SGA-Driven feature selection and random forest classification for enhanced breast cancer diagnosis: A comparative study.
Journal:
Scientific reports
Published Date:
Mar 30, 2025
Abstract
In this study, we propose a novel approach for breast cancer classification that integrates the Seagull Optimization Algorithm (SGA) for feature selection with the Random Forest (RF) classifier for effective data classification. The novelty of our approach lies in the first-time application of SGA for gene selection in breast cancer diagnosis, where SGA systematically explores the feature space to identify the most informative gene subsets, thereby improving classification accuracy and reducing computational complexity.
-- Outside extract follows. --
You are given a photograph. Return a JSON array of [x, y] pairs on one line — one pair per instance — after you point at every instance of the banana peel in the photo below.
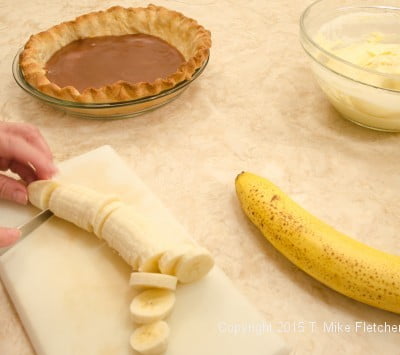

The selected features are subsequently classified using RF, known for its robustness and high accuracy in handling complex datasets. To evaluate the effectiveness of the proposed method, we compared it with other classifiers, including Linear Regression (LR), Support Vector Machine (SVM), and K-Nearest Neighbors (KNN). The proposed SGA-RF combination achieved a best mean accuracy of 99.01% with 22 genes, outperforming other methods and demonstrating consistent performance across varying feature subsets. The mean accuracies ranged from 85.35 to 94.33%, highlighting a balance between feature reduction and classification accuracy. Future work will explore the integration of other nature-inspired algorithms and deep learning models to further enhance performance and clinical applicability.